Miriam Hoheisel: Wir wissen aus der Scheidungsforschung, dass viele Schwierigkeiten, die der Scheidung angelastet werden, in schlecht funktionierenden Familien bereits vorher auftraten. Der Wechsel von einer konfliktreichen Familienform in eine weniger belastete kann deshalb von Kindern und Erwachsenen als positiv erlebt werden, und Eltern und Kinder, die eine belastende Situation wie eine Trennung bewältigt haben, können daraus durchaus gestärkt hervorgehen. Eine Studie der Sinus Markt- und Sozialforschung im Auftrag des Bundesfamilienministeriums weist alleinerziehenden Müttern einen hohen Bewältigungsoptimismus nach, von dem auch die Kinder profitieren.

Warum gelingt es der Familienform trotz dieser optimistischen Haltung und den geschilderten Anstrengungen und Ressourcen der Mütter nicht, aus den prekären Lebenslagen herauszukommen?

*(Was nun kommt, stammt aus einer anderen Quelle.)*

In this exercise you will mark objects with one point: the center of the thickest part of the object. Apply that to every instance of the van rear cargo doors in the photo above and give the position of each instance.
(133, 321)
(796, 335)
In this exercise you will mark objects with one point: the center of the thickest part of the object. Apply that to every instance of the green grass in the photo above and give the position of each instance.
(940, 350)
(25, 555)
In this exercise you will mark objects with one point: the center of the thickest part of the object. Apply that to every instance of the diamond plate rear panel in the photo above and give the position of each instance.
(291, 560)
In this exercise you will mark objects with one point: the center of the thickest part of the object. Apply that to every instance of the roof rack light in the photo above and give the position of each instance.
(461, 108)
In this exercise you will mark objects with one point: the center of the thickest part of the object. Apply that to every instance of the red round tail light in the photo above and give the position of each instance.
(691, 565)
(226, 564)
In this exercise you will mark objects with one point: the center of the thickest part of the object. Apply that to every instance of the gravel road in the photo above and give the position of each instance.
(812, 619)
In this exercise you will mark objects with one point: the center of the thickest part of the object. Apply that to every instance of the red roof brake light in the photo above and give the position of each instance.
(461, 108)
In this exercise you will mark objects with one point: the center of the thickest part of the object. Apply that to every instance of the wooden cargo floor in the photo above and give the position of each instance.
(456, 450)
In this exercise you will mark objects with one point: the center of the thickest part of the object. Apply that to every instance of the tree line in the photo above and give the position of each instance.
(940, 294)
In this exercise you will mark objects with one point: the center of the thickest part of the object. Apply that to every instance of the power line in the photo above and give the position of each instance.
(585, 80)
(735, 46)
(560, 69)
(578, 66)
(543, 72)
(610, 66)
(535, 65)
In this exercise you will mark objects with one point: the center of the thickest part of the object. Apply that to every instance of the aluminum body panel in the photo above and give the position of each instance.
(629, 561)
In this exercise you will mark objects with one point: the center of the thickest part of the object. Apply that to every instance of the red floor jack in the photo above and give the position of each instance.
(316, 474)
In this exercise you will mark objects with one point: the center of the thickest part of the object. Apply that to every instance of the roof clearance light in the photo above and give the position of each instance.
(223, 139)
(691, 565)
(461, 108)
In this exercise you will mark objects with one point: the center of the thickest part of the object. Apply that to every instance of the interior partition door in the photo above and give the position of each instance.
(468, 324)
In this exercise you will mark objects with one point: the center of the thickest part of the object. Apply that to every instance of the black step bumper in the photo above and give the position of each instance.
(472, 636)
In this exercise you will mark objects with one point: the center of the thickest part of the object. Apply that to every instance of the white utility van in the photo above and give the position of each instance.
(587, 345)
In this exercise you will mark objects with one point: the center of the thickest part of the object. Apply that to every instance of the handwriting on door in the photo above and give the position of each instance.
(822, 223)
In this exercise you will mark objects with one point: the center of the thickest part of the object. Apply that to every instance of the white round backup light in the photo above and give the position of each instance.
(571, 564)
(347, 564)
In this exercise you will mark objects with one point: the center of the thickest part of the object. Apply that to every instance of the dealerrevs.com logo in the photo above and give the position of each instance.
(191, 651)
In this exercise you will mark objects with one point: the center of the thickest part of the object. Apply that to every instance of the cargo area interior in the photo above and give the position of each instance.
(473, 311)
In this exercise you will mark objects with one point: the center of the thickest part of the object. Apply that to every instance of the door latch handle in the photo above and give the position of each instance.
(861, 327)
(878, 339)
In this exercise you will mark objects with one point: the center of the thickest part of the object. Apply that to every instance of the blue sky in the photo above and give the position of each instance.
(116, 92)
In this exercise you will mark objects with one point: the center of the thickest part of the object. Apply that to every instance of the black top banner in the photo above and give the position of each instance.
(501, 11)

Miriam Hoheisel: Alle Studien zeigen, dass das Armutsrisiko für Alleinerziehende unverändert hoch ist und sich dies in den vergangenen zehn Jahren sogar verschärft hat. Das macht die Situation für Mütter und Kinder so prekär. Dieses Risiko ist aber nicht individuell verschuldet! Es gelingt der Politik trotz mehrerer Reformen immer noch nicht, Alleinerziehende passgenau zu unterstützen. Hier gibt es ein grundsätzliches Problem : Obwohl Einelternfamilien „normal“ geworden sind, gehen der Arbeitsmarkt, die Familienförderung, die Kinderbetreuung, das Steuerrecht – um nur einiges zu nennen – in ihrer Systematik immer noch von der Paarfamilie aus. Sie benachteiligen dadurch systematisch die Familienform der Alleinerziehenden. (vgl. auch Texte Lenzen)

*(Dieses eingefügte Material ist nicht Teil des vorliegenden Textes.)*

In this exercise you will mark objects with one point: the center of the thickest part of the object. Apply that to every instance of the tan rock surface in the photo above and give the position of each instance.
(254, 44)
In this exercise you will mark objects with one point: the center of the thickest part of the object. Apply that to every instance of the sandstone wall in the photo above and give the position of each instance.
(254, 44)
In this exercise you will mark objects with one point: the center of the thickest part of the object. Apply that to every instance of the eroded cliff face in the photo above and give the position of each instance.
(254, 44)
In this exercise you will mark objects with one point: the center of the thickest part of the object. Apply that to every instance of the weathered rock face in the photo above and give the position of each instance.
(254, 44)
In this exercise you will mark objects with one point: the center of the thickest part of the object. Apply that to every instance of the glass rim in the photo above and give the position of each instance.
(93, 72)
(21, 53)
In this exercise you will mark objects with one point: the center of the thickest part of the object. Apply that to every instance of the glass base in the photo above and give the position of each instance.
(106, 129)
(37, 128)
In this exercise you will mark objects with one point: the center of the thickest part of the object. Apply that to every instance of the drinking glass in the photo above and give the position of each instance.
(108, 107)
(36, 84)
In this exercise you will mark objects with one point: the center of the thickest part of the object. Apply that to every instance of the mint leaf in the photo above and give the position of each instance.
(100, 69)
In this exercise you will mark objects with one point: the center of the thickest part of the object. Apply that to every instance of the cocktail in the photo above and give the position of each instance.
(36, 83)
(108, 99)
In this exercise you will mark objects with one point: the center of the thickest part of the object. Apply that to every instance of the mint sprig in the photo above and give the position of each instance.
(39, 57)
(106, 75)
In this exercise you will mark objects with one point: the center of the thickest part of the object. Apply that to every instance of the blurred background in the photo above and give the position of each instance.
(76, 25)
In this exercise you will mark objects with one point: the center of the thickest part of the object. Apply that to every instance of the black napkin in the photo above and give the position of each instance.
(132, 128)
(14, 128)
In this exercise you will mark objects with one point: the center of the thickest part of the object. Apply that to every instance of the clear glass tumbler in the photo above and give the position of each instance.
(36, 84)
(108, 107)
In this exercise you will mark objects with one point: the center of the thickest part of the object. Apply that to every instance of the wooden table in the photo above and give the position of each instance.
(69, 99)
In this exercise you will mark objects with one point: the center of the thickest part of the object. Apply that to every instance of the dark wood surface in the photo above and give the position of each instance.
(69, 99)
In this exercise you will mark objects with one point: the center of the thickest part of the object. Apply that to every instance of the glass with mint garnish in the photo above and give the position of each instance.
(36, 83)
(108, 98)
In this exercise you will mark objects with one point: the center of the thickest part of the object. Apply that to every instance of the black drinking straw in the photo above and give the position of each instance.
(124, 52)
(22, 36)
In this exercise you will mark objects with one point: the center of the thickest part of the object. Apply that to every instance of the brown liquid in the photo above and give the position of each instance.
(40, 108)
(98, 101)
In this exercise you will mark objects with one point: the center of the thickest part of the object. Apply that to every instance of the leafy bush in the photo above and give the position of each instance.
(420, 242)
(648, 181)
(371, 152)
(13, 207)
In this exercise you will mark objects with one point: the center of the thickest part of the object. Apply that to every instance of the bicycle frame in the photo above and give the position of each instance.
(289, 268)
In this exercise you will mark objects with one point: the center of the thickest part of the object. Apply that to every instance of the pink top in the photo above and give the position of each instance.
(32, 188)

Das Gespräch führte Inge Michels.

Literatur

  • „Wohlergehen von Kindern“, eine Studie der Ruhr-Universität Bochum im Auftrag des Bundesministeriums der Finanzen und des Bundesministeriums für Familie, Senioren, Frauen und Jugend; Schölmerich, Agache, Leyendecker, Ott & Werding 4/2013
  • „Auswirkung von Alleinerziehung auf Kinder in prekärer Lage“, Holger Ziegler, Universität Bielefeld; 2011
  • „Lebenswelten und Wirklichkeiten von Alleinerziehenden“, eine Studie der Sinus Markt- und Sozialforschung im Auftrag des Bundesministeriums für Familie, Senioren, Frauen und Jugend; 2011

Quelle

Erstveröffentlichung: Zeitschrift „Schüler. Wissen für Lehrer“ ; Themenheft „FamilienLeben“; Friedrich Verlag, 2015

Das Interview wird hier mit freundlicher Genehmigung des Friedrich Verlags übernommen.